= Fabrizio Verospi =

Italian Catholic Cardinal and curial judicial official

Fabrizio Verospi (1571 – 27 January 1639) was an Italian Catholic Cardinal and a curial judicial official.

==Early life==

Verospi was born in 1571 in Rome, the son of Girolamo Verospi and his wife Penelope Gabrielli and the uncle of Girolamo Verospi who was later also elevated to Cardinal.

He studied law in Rome and Perugia and then at the University of Bologna where he earned a doctorate in utroque iure. He was subsequently employed as a domestic prelate, auditor of Fermo and, in 1595, referendary of the Tribunals of the Apostolic Signature of Justice and of Grace. In 1597 he was appointed governor of Cesena and then of Fermo.

==Ecclesiastic career==

In 1611 Verospi became a cleric of the Apostolic Chamber and auditor of the Sacred Roman Rota. The latter role he held for 16 years and gained a reputation for expert legal opinion, detailed and lengthy judgements and an adherence to precedent.

In 1619 he was appointed nuncio extraordinary to Vienna and soon after was responsible for the arrest of Cardinal Melchior Klesl who had refused to act against Protestants after the Bohemian Revolt. He was again named nuncio extraordinary to Vienna in 1622 to act as a witness to the marriage of Emperor Ferdinand II and Princess Eleonora Gonzaga. At the same time, he oversaw the transfer of Cardinal Klesl to Rome.

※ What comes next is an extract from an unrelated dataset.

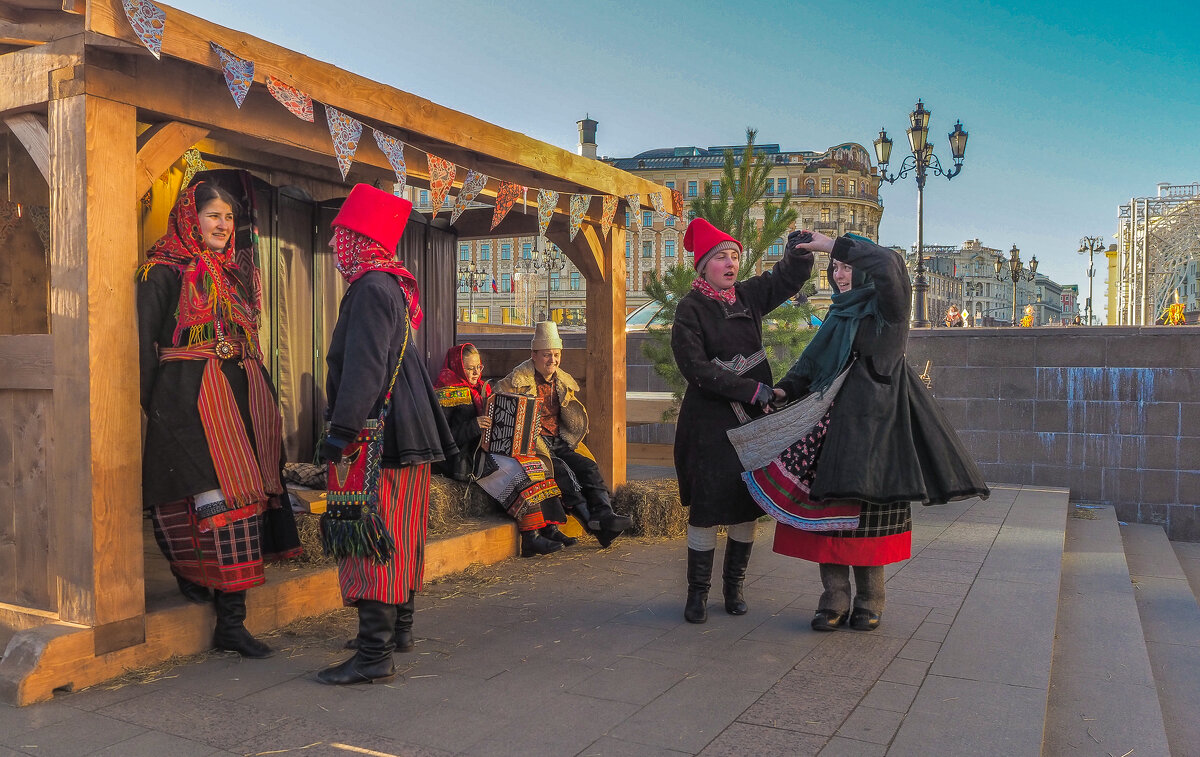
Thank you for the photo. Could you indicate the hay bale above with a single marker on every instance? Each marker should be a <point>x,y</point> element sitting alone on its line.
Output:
<point>654,505</point>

From 1623 to 1627 Verospi served as Governor of Perugia and Umbria. Verospi grew close to Carlo Barberini, brother of the new Pope Urban VIII (elected in 1623). The family later entrusted Verospi to negotiate the October 1627 marriage of Carlo's son Taddeo Barberini to Anna Colonna which he concluded to the satisfaction of all involved.

==Cardinalate==

In the midst of productive marriage negotiations, Verospi was elevated to cardinal on 30 August 1627 and was appointed cardinal-priest of San Lorenzo in Panisperna. In 1633 he transferred to the church of Santa Maria della Pace.

Verospi died on 27 January 1639 and he was buried in his family tomb in the church of the Santissima Trinità dei Monti.